On March 21, the U.S. Court of Appeals for the Seventh Circuit affirmed a lower court’s ruling that a small business had no liability under the Telephone Consumer Protection Act (TCPA) for fax advertisements sent by a third-party outside the scope of the business owner’s express authorization that restricted specifically the quantity and geographic scope of the ads. Bridgeview Health Care Ctr. Ltd. v. Clark, No. 14-3728, 2016 WL 1085233 (7th Cir. Mar. 21, 2016). The decision reflects a practical and common sense approach to the TCPA’s strict liability scheme when a third-party fax broadcaster is involved.

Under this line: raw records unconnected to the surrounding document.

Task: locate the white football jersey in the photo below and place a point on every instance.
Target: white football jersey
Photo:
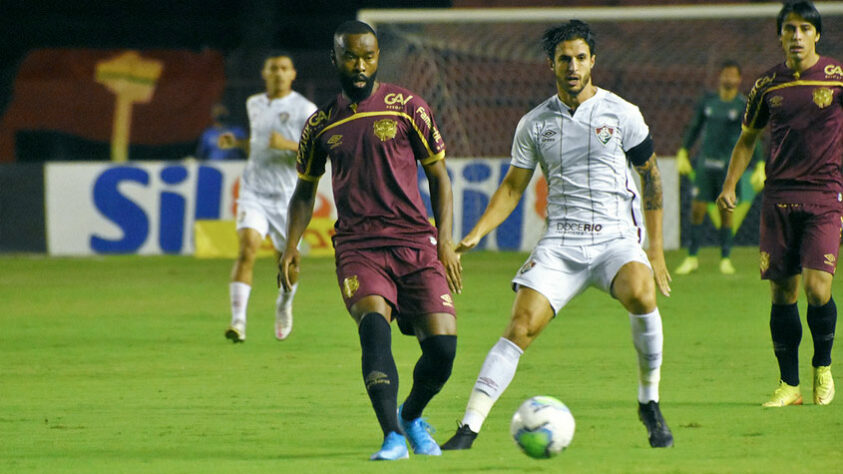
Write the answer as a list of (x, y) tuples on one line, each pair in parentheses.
[(272, 171), (591, 195)]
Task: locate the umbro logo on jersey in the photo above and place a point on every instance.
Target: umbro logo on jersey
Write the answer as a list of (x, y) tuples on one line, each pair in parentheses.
[(335, 141), (823, 97), (604, 134)]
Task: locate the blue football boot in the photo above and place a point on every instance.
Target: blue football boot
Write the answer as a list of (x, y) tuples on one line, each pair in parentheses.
[(394, 447), (418, 431)]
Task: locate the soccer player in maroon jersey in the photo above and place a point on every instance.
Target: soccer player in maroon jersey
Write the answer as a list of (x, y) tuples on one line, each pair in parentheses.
[(391, 262), (802, 101)]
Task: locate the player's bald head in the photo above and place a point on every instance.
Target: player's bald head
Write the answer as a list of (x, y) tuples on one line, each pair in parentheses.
[(352, 27)]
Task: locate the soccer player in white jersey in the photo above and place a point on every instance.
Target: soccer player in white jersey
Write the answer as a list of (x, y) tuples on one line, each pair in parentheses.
[(276, 119), (584, 139)]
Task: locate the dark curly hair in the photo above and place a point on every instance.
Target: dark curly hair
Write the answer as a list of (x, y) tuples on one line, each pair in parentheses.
[(574, 29)]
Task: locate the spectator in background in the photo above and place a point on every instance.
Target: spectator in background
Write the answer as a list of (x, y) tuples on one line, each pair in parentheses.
[(209, 142), (717, 119)]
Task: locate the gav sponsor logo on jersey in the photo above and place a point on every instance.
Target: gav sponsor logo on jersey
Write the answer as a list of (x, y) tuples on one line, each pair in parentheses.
[(833, 70), (396, 98)]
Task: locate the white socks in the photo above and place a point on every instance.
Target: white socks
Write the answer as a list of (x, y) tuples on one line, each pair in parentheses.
[(285, 299), (648, 339), (495, 375), (239, 294)]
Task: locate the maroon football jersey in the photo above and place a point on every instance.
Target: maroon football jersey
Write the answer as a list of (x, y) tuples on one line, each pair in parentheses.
[(805, 113), (374, 147)]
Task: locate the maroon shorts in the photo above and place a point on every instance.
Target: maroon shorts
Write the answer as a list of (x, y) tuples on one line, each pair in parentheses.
[(799, 235), (411, 280)]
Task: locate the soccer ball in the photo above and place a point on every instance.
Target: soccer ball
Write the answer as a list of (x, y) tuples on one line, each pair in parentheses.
[(542, 427)]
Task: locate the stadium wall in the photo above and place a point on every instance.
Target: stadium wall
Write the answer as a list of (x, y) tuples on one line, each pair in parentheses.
[(22, 208), (151, 208)]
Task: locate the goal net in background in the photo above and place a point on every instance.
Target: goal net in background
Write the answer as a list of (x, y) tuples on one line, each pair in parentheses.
[(482, 69)]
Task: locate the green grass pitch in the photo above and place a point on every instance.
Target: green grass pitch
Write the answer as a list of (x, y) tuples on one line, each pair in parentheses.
[(119, 364)]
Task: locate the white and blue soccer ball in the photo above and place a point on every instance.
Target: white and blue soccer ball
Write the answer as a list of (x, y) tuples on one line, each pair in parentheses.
[(542, 427)]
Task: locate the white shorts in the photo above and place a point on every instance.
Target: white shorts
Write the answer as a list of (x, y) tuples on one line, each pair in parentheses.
[(562, 272), (267, 214)]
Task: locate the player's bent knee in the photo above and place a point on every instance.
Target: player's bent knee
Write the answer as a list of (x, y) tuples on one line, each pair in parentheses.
[(817, 295)]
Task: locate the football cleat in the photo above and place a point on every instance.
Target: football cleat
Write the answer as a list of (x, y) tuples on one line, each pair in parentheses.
[(394, 447), (418, 431), (237, 331), (823, 385), (283, 323), (462, 439), (690, 264), (784, 395), (658, 433)]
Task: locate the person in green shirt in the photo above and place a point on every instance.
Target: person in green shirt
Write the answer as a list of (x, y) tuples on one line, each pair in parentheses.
[(717, 119)]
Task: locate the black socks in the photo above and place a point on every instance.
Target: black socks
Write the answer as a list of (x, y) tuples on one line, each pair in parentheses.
[(431, 372), (822, 321), (379, 372), (786, 330)]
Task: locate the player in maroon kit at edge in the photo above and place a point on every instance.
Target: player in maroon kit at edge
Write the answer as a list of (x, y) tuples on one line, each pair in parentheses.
[(802, 100), (391, 262)]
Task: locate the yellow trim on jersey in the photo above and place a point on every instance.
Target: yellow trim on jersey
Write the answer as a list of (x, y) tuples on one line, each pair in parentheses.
[(312, 179), (375, 114), (783, 86), (803, 83), (433, 158)]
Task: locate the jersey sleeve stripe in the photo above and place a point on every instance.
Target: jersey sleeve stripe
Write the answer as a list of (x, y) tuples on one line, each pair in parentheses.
[(433, 158)]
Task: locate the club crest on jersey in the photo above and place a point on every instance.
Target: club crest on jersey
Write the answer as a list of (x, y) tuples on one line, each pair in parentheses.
[(823, 97), (604, 133), (423, 114), (386, 129)]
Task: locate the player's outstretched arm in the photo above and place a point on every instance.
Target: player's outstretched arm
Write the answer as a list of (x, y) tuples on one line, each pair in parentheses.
[(442, 201), (280, 142), (651, 182), (299, 212), (501, 205), (741, 155)]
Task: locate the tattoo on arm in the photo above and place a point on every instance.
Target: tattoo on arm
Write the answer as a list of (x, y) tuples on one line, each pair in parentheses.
[(651, 181)]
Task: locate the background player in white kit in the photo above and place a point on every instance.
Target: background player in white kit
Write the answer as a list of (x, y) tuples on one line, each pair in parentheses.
[(276, 119), (584, 138)]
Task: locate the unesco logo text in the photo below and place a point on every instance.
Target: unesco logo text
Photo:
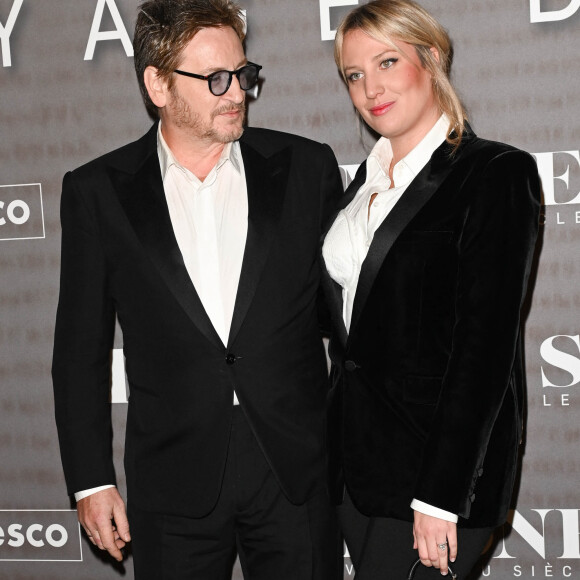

In 2006, a small business owner agreed to allow a marketing company to send no more than 100 faxes to recipients within a 20-mile radius of Terre Haute, Indiana. In fact, the marketing company sent approximately 5,000 faxes to recipients outside the 20-mile radius. The district court certified all fax recipients as a class and granted summary judgment to the fax recipients located within the approved geographic boundary, assessing the $500 statutory penalty per fax for a total judgment of $16,000. After a bench trial on the claims asserted on behalf of the remaining class members outside the 20-mile radius of Terre Haute—including the class representative—the district court entered judgment for the small business finding its liability was coextensive with (and not greater than) the numerical and geographic limits of its authorization to the marketing company.
On appeal, the Seventh Circuit applied an agency analysis to determine whether the faxes sent beyond the 20-mile radius were sent “on behalf of” the small business under 47 C.F.R. § 64.1200(f)(10) (defining a fax sender as either the person “on whose behalf” the advertisement is sent or the person whose services are shown in the advertisement). The Court examined the three possible types of agency and concluded that none of them applied, thus limiting the business owner’s liability to faxes sent within the approved 20-mile radius. First, the business owner did not give the marketing company express actual authority. The evidence showed that the marketing company unilaterally decided to send more faxes than authorized by the business owner thereby negating a finding of express actual agency. Second, there was no implied actual authority because there was nothing inherent in fax marketing that would permit sending thousands of advertisements into three states where the business did not actually transact business. Third, the evidence did not support a finding of apparent authority because the small business “did nothing to create an appearance that B2B [the marketing company] had authority to send faxes on behalf of either” the small business or its owner individually. In rejecting this third category, the Court also noted that (1) the advertisement itself was the only way the small business was communicating with these recipients because they were unknown to the owner otherwise; and (2) the ad did not reference the marketing company. Therefore, the recipients could not have reasonably believed that the small business had consented to this action by the marketing company.
In finding no error in the lower court’s award of summary judgment in favor of the fax recipients located within the authorized geographic radius, the Court noted the change in the use of faxes since the time of the TCPA’s enactment in 1991 and stated:
We doubt that Congress intended the TCPA, which it crafted as a consumer-protection law, to become the means of targeting small businesses. Yet in practice, the TCPA is nailing the little guy, while plaintiffs’ attorneys take a big cut . . . . Nevertheless, we enforce the law as Congress enacted it.
This case provides valuable guidance for businesses in limiting and possibly avoiding TCPA liability when communications are made through a third-party marketer. Businesses should give specific, written instructions to third-party marketing companies regarding the scope of their authority. Moreover, businesses should ensure that the fax advertisements contain an opt-out notice that complies with the TCPA. If a business is already facing a TCPA lawsuit involving fax advertisements sent on its behalf by a third-party, the business should immediately review all contracts and communications with that third-party to determine whether liability can be limited, as it was in Bridgeview.